Toda arte tem linguagem, ou melhor, toda arte é linguagem. O pintor, o escultor, o músico, o poeta, todos eles se valem de uma linguagem específica com a qual se exprimem, criam suas obras.

Deve-se observar, também, que linguagem e significação não podem ser separados, razão pela qual os conteúdos são próprios de cada linguagem e, consequentemente, o que a música diz a pintura não diz; o que a poesia diz a música não diz. Noutras palavras, as linguagens são essencialmente intraduzíveis entre si.

Essa especificidade das linguagens artísticas, por sua vez, determina sua maior ou menor receptividade. É essa mesma especificidade que define a necessidade e a possibilidade do indivíduo que se torna criador de arte. Trata-se certamente de uma questão complexa, mas que, conforme percebo, está diretamente vinculada à natureza de cada linguagem artística e de cada personalidade criadora.

Como acredito que a arte, em lugar de revelar a realidade, a inventa, tem ela, segundo penso, a capacidade de encantar o leitor, o ouvinte ou o espectador, facultando-lhe o que se define como prazer estético. Isso se dá exatamente porque as artes são linguagens por meio das quais nossa concepção de realidade se enriquece magicamente, graças ao que a obra diz e que é mágico exatamente por ser intraduzível em qualquer outra linguagem.

Se, como disse, as linguagens artísticas são intraduzíveis entre si, tampouco quem ouve "Bachianas n°4", de Villa-Lobos (1887-1959), ou vê uma tela de Volpi (1896-1988), pode traduzir em palavras o que essas obras expressam. Disso resulta, consequentemente, a função da arte como enriquecedora da nossa visão da existência; de acrescentar ao mundo uma noite que só existe numa tela que o artista pintou.

Dessa magia, naturalmente, mais que todos, participa o artista, o criador da obra. E, se é verdade que o que ele expressa por meio dela só pode ser expressada ali e daquela forma, é porque a arte é uma linguagem e, por ser linguagem, suscetível de ser elaborada e recriada pelo artista.

Pois bem, daí decorre que é por ser linguagem que a obra de um artista –seja ele pintor, poeta ou músico– renova-se, muda, enriquece. Isso implica no domínio da linguagem específica de cada arte, domínio esse que caracteriza o trabalho de todo verdadeiro artista, seja ele um Da Vinci, um Mozart, um Mallarmé, um Drummond, um Eliot.

Não é imprescindível que todo leitor ou consumidor de arte tenha conhecimento dessa elaboração de que surge a obra, o que importa é que o resultado dela o toque, o comova, o deslumbre.

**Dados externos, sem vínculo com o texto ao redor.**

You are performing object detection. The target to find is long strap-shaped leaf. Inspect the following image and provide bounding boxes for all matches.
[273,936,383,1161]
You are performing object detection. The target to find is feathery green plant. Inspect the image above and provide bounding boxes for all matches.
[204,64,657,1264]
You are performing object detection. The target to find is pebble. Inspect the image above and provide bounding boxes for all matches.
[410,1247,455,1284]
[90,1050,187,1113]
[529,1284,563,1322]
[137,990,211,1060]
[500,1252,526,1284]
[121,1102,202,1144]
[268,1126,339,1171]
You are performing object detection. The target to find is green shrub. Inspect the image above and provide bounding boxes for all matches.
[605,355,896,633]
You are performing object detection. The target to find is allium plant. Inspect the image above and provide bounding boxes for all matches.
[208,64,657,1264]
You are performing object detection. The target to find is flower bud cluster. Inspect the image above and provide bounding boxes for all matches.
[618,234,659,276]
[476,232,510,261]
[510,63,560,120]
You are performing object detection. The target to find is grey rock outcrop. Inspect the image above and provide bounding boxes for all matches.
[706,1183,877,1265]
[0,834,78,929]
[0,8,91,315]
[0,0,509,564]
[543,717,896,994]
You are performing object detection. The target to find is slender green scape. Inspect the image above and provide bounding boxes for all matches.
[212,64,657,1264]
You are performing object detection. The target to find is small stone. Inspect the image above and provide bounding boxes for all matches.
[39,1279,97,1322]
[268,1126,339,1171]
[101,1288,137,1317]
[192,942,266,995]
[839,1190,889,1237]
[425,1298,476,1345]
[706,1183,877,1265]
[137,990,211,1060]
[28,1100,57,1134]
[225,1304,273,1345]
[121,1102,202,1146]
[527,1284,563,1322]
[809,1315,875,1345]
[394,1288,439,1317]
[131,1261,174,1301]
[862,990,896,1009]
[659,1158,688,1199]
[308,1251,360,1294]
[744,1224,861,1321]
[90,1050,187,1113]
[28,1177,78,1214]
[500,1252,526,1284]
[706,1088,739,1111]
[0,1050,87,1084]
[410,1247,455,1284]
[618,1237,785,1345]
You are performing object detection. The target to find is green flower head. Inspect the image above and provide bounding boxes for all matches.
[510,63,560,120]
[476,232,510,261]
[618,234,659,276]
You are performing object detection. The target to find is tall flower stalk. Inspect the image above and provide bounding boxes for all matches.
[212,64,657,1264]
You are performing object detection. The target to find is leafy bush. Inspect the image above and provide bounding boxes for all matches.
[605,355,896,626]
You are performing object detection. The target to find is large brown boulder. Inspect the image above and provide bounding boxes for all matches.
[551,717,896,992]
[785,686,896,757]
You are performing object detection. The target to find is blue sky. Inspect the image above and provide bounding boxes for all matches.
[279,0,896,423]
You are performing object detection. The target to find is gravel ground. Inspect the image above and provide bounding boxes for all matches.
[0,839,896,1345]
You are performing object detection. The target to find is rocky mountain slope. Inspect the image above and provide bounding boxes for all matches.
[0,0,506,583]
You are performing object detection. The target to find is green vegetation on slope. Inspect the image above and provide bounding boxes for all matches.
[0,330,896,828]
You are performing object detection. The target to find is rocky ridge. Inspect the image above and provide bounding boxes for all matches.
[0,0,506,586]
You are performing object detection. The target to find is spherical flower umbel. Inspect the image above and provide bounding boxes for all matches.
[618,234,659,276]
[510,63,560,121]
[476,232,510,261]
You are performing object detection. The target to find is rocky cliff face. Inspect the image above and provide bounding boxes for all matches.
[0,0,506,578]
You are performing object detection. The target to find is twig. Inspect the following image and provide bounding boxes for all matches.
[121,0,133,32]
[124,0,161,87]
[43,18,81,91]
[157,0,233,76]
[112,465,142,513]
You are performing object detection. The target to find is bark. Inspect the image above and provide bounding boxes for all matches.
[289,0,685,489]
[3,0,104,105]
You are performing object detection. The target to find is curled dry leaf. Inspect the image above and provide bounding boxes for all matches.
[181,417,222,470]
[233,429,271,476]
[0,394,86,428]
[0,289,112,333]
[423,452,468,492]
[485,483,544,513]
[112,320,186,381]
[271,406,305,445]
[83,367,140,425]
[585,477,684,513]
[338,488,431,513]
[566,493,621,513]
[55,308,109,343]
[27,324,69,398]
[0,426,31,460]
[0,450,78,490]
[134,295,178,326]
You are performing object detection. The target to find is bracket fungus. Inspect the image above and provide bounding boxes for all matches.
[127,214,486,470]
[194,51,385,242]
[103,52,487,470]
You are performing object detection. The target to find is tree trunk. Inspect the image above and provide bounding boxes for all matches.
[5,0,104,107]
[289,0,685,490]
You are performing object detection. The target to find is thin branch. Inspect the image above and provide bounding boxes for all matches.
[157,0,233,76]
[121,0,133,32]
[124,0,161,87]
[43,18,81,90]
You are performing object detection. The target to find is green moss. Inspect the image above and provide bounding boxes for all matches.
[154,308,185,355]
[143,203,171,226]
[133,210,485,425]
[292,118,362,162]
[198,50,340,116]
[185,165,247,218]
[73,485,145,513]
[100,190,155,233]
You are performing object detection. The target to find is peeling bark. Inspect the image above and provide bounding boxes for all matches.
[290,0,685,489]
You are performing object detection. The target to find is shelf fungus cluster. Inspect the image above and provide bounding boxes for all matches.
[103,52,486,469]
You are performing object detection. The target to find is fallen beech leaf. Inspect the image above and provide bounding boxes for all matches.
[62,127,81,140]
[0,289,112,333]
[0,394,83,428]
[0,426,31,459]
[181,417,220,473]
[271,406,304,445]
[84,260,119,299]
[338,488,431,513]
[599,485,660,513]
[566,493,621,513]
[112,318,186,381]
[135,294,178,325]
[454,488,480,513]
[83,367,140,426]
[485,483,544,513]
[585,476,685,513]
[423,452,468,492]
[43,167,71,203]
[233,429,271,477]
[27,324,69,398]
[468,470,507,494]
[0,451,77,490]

Essa é a razão por que me custa aceitar, como arte, expressões que não resultam da elaboração de uma linguagem. Melhor dizendo, custa-me aceitar como arte expressões que não constituem efetivamente uma linguagem.

Entenda-se bem, expressão tudo é: uma mancha, um traço, um ruído, um grito, qualquer coisa. Sentar-se imóvel numa cadeira, durante horas, é uma expressão, mas é impossível elaborar ou aprofundar tal manifestação, pelo fato mesmo de que não constitui uma linguagem. O mesmo pode-se dizer de quem amontoa lixo numa galeria de arte. Os autores de tais manifestações, por isso mesmo, estão obrigados a, aleatoriamente, lançar mão de qualquer objeto ou atitude e apresentá-los como obras suas.

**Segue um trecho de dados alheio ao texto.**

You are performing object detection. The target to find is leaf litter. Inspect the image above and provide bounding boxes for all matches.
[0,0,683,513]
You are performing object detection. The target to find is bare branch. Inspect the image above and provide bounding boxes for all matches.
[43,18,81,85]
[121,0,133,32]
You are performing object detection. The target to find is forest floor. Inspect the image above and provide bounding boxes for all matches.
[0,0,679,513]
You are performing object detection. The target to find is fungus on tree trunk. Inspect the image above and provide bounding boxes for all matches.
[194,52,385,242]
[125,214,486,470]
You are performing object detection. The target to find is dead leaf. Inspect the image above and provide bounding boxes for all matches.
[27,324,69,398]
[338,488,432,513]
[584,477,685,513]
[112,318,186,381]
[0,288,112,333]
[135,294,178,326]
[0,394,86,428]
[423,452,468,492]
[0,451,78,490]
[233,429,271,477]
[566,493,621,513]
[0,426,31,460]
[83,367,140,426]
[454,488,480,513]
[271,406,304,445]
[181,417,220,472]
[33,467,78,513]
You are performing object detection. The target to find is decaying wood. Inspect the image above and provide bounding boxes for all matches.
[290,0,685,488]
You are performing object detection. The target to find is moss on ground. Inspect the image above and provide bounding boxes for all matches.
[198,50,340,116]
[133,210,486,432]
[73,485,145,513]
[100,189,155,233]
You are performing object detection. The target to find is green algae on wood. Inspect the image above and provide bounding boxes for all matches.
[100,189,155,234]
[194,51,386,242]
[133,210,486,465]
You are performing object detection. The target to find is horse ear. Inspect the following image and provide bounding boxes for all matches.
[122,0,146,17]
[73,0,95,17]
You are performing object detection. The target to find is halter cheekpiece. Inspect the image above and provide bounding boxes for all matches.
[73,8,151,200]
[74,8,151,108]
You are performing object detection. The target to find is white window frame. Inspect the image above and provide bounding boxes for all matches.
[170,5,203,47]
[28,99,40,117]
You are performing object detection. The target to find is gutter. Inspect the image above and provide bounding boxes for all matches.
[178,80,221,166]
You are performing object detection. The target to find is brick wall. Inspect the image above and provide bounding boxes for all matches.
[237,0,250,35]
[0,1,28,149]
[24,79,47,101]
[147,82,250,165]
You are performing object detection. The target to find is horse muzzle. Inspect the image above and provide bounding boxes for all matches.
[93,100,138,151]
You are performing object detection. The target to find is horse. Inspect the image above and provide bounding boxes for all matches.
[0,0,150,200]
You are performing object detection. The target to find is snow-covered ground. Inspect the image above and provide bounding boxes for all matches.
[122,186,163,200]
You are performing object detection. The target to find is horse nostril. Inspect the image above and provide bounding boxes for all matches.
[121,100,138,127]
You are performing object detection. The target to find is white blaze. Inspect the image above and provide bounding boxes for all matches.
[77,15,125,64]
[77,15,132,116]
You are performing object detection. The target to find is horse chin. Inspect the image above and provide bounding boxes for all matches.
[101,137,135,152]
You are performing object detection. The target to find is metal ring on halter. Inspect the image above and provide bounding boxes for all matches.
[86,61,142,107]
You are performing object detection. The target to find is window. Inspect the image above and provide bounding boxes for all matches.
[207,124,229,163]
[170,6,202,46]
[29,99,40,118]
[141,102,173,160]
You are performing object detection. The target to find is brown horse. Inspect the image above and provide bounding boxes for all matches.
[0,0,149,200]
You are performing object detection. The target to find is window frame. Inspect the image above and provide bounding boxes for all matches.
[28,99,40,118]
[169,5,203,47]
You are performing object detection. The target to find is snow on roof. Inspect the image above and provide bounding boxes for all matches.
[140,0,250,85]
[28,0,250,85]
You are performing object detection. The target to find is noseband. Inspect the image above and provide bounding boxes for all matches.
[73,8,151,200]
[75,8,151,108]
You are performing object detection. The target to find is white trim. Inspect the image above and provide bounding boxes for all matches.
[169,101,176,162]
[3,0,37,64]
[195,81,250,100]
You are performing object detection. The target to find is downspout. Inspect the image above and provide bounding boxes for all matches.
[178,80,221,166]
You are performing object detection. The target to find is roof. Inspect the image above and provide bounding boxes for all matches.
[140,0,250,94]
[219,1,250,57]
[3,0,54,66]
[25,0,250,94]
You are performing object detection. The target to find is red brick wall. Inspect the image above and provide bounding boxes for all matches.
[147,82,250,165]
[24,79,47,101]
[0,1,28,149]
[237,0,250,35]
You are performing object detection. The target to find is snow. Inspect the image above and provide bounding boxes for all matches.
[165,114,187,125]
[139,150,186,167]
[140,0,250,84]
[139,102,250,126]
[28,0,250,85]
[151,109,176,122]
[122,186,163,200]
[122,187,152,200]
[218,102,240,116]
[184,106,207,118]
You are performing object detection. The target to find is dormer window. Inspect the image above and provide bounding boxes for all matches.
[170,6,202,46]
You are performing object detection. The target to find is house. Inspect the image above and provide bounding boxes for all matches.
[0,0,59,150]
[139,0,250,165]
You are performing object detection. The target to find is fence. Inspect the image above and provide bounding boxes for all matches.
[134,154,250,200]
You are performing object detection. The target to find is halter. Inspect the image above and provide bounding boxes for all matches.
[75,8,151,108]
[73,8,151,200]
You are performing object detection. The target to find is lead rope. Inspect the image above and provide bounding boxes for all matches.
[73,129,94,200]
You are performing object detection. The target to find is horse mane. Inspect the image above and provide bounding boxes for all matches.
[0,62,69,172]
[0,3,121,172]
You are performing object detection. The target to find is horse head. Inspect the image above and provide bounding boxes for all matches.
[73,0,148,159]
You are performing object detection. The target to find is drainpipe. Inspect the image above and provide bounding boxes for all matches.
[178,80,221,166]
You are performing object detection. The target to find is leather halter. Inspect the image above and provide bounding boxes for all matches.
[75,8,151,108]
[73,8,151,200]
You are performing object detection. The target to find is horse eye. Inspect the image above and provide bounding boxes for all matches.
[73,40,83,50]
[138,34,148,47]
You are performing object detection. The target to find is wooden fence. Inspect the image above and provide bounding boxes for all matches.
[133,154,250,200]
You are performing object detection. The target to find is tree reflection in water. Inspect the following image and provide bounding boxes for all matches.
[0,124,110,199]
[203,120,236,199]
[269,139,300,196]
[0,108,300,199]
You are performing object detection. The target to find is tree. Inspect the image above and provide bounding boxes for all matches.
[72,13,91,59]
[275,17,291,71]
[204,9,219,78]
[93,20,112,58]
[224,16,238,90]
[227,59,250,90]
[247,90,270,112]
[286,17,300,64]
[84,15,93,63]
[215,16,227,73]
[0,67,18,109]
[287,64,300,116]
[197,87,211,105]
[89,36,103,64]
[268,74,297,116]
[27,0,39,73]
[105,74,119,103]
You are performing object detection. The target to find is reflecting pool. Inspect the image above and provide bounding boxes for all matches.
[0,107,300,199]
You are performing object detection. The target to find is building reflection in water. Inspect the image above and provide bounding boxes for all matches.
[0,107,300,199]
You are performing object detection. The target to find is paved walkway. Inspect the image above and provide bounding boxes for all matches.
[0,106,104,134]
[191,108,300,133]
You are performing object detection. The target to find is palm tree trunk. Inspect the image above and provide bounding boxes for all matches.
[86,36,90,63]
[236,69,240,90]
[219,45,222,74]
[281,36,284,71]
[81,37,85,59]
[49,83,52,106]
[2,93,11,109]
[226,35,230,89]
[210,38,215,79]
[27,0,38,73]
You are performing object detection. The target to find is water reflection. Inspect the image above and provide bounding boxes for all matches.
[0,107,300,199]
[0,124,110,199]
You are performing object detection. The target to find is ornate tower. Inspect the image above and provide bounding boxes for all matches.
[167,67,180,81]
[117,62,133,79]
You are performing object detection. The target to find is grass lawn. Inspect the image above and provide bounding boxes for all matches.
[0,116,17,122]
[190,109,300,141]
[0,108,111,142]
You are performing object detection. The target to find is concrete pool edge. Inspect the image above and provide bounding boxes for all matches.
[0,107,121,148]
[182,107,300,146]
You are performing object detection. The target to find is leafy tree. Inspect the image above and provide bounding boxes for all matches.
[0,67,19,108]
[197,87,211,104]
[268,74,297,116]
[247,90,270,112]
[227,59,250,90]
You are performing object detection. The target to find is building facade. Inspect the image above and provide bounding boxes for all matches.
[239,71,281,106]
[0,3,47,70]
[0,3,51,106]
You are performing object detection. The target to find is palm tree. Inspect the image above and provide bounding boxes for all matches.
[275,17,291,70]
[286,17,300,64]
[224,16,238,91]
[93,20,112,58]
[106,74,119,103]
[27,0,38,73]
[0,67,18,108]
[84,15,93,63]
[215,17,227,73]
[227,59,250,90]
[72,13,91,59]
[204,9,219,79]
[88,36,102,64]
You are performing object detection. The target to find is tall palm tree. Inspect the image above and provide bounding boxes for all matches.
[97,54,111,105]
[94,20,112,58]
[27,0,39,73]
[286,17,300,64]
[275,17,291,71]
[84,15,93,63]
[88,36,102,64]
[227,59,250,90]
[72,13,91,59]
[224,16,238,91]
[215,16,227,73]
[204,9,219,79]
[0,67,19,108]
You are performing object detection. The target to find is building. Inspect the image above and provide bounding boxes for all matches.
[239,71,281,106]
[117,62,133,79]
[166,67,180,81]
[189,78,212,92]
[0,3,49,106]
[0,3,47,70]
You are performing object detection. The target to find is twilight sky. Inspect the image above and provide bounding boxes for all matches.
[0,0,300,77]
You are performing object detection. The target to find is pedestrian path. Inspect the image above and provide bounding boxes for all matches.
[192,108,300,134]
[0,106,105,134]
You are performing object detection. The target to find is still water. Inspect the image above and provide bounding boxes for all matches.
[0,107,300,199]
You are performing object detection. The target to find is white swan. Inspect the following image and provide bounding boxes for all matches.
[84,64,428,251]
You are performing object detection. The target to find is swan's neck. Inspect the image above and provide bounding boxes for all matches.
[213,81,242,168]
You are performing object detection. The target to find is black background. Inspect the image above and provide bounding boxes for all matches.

Na verdade, por não serem resultado da elaboração de uma linguagem artística, necessitam estar num museu ou numa galeria de arte para se apresentar como expressão estética. Assim, casais nus no MoMa são mostrados como arte, mas se estiverem noutro lugar qualquer são apenas casais nus. E por não serem uma linguagem, as obras dessa linha necessitam serem explicadas verbalmente. De fato, como saber que um amontoado de latas de conserva é protesto contra o capitalismo? Só explicando, não? O resultado é o que aconteceu recentemente numa famosa galeria de arte italiana: o faxineiro varreu a obra ali exposta e a pôs na lixeira.